On 26 January 2018, the European Commission published a report looking at Member State’s progress in implementing collective redress measures. This followed a European Commission recommendation in 2013 and a subsequent public consultation in 2017. The report shows that the EU still lacks consistency across Member States in terms of (i) availability of collective redress mechanisms and (ii) the implementation of safeguards against potential abuse. This report will feed in to the European Commission’s proposal for a “New Deal for Consumers”, which was announced as part of the 2018 work programme and is expected in Spring 2018. This “New Deal for Consumers” will aim to further strengthen enforcement and redress for consumers. Companies in the product supply chain should take note of this report and the wider context of additional enforcement and redress for consumers as it may increase risk in the European space if uptake and consistency is improved.
In 2013, the European Commission adopted a recommendation on common principles for injunctive and compensatory collective redress mechanisms in the Member States concerning violations of EU law rights. This report assesses the practical implementation of that recommendation, focussing on developments in the Member States’ legislation; considers whether those developments have led to a more widespread and coherent application of the principles set out in the recommendation; examines practical experience at Member State level; analyses the extent to which the implementation of the recommendation has contributed to achieving its main aims; and sets out concluding remarks on whether there is a need for further action concerning collective redress at a European level.
Some key takeaways from the report include:
- There has been limited legislative change as a result of the recommendation:
- Only seven Member States have reformed their laws on collective redress since the recommendation and those reforms have not always followed the principles of the recommendation.
- Nine Member States still have no compensatory collective redress mechanism in place.
- Where collective redress is available, it is mainly used in the areas of consumer protection and related areas such as financial services or passenger rights. There is a “relative absence” of collective redress in other fields.
- There are variations within Member States in relation to the rules on standing. These variations are of some significance: the stricter the rules for representative entities could lead to a limitation of the right to seek collective redress and to access to court.
- The “loser pays” principle is generally followed, but there are diverging rules on costs of civil procedure across the Member States that may lead to “substantial divergences in the actual reimbursement of costs of the winning party in very similar proceedings, depending on the forum”.
- No Member State has regulated third party funding in any way, let alone in accordance with the recommendation. One Member State has pending legislative change in line with the regulation. Two Member States generally prohibit third party funding. As such, there is a risk of “unregulated and uncontrolled” third party financing that may create incentives for litigation in certain Member States.

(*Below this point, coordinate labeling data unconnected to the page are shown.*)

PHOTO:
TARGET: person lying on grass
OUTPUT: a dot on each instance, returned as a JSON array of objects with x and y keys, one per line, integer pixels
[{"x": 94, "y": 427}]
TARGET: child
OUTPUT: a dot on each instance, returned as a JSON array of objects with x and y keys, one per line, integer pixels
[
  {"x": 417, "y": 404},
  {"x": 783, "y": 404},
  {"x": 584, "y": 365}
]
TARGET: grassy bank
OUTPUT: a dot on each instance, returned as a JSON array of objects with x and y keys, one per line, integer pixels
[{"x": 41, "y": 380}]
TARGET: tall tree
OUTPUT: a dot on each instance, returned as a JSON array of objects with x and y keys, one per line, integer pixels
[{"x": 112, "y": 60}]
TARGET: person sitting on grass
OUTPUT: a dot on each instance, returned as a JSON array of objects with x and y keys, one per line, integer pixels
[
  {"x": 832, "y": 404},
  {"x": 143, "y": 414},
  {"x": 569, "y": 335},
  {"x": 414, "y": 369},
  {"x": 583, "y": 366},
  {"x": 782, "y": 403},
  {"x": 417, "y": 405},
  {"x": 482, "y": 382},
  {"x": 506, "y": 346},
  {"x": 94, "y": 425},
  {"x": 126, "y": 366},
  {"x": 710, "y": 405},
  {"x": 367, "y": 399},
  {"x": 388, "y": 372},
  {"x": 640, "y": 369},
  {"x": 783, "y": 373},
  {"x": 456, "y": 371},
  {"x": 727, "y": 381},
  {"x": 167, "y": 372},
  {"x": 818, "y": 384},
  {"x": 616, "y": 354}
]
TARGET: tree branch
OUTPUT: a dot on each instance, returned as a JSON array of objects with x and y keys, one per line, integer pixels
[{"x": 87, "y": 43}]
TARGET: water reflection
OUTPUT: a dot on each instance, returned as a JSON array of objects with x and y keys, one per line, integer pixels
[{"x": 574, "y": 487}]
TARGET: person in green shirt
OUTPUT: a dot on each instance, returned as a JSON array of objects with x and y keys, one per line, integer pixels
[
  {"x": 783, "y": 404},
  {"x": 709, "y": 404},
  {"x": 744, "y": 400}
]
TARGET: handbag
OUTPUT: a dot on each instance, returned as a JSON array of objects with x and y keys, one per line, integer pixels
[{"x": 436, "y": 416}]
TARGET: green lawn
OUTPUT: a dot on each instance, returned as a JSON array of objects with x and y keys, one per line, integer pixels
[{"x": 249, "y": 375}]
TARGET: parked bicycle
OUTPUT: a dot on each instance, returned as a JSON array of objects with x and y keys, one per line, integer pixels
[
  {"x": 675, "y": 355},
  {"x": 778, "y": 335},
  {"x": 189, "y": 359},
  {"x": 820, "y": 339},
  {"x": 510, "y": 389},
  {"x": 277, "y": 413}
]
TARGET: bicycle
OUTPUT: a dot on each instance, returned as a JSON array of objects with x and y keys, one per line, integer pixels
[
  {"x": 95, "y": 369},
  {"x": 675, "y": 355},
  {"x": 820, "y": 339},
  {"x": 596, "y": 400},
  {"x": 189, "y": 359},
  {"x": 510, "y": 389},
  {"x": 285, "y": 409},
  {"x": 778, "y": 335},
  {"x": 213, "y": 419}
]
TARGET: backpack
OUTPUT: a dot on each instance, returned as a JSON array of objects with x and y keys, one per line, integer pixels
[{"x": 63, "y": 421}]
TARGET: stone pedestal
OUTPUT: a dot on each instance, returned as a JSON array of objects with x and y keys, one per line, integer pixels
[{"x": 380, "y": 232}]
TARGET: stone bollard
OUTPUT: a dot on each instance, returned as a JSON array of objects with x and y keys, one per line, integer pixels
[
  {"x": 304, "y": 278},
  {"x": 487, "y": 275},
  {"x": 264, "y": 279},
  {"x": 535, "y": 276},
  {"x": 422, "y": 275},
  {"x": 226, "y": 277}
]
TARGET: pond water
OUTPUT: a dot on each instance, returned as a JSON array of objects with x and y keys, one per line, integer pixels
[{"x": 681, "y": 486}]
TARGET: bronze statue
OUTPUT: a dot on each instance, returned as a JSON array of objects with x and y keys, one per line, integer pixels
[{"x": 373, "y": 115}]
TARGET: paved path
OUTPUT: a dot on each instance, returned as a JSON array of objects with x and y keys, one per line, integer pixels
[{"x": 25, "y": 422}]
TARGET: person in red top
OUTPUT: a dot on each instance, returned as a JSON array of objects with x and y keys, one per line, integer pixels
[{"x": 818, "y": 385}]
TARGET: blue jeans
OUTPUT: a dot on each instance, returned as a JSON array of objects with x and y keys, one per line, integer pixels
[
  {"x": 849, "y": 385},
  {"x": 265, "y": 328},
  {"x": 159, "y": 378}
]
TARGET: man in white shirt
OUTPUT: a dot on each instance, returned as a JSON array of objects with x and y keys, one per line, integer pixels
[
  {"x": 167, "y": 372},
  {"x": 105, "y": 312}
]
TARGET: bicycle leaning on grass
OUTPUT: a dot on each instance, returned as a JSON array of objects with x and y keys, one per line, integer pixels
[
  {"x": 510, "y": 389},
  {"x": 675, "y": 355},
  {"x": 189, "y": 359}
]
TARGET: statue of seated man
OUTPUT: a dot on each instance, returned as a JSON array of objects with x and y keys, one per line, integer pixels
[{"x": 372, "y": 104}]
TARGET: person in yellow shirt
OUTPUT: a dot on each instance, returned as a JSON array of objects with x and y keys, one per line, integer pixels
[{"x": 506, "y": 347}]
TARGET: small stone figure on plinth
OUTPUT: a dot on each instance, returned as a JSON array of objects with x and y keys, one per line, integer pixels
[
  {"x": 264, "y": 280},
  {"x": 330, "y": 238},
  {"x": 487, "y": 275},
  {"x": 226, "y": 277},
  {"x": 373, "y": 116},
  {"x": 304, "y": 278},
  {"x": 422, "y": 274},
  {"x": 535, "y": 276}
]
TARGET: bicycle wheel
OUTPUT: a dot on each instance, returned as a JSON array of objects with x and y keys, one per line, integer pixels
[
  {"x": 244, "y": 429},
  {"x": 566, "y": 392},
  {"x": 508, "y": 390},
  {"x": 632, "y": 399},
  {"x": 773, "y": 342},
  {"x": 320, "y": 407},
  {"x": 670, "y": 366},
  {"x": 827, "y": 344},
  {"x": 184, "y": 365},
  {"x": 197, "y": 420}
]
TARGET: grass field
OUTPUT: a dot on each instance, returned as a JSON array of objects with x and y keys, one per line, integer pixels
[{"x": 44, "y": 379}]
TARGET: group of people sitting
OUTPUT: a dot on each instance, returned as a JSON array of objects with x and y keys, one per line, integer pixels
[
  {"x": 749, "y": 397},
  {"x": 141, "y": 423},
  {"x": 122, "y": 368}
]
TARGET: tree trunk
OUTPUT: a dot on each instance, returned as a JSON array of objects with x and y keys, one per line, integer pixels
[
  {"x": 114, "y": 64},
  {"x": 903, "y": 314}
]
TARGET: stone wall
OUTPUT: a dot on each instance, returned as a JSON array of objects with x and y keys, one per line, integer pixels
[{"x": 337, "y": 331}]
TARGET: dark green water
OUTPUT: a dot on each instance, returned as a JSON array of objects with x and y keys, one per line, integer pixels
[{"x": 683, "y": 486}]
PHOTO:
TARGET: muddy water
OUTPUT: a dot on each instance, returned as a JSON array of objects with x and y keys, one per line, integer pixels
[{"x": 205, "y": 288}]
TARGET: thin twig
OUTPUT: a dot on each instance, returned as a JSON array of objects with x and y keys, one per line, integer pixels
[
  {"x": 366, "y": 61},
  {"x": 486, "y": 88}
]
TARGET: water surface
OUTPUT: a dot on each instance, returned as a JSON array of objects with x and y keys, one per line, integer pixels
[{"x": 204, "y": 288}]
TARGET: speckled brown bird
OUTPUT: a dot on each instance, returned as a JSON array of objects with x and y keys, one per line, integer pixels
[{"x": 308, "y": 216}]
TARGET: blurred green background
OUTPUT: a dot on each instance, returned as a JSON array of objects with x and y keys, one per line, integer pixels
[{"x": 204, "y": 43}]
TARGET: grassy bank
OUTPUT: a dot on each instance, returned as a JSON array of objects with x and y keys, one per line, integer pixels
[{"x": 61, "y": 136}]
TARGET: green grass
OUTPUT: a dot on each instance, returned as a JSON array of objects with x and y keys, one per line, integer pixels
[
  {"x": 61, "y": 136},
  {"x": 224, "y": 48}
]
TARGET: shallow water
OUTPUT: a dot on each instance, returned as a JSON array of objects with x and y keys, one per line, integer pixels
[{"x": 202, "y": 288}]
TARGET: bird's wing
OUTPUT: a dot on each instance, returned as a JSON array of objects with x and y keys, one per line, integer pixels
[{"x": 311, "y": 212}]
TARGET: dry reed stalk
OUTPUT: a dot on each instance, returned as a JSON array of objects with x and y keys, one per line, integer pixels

This area was identified as one where the recommendation had almost no impact on the laws of Member States.
- Although there are no Member States that have general obstacles to the participation in legal proceedings in another Member State, the example of the car emissions case (which affected consumers across the EU) showed there were collective redress proceedings in four different Member States, which could lead to different results and incentivise forum shopping. There are also other risks, such as double compensation and conflicting decisions.
- No Member State expressly provides for the general recognition of representative entities from other Member States (except in the Injunctions Directive, “which requires Member States to ensure that qualified entities may apply for injunctions to the courts or administrative authorities in other Member States where the interests protected by that qualified entity are affected by an infringement originating in that Member State”).
- There’s a need to make injunctions more effective and to address issues such as length of procedure. Where collective actions are not available, the effectiveness of collective injunction procedures may be compromised.
- Member States have a range of possibilities in terms of “opt-in” and “opt-out” collective actions. Although the majority apply an “opt-in” principle, the report concludes that the recommendation has had a limited effect on Member State rules.
- Although all Member States have changed or are soon to change their laws in respect of out of court dispute resolution schemes, generally this does not cater for the specific context of collective redress.
- The recommendation has had a very limited impact on the system of lawyer’s fees and there is no evidence of contemplated change in this area.
- Most Member States don’t award punitive damages in mass harm situations.
The report concludes that while the recommendation made a “valuable contribution” to inspiring discussions, that it also provides a basis for “further reflection” as the evidence demonstrates that there has been limited follow-up to the recommendation. The Commission intends to:
- Further promote the principles of the recommendation;
- Carry out further analysis for some aspects of the recommendation (e.g. funding of collective actions); and
- To follow up this assessment in the framework of the “New Deal for Consumers”.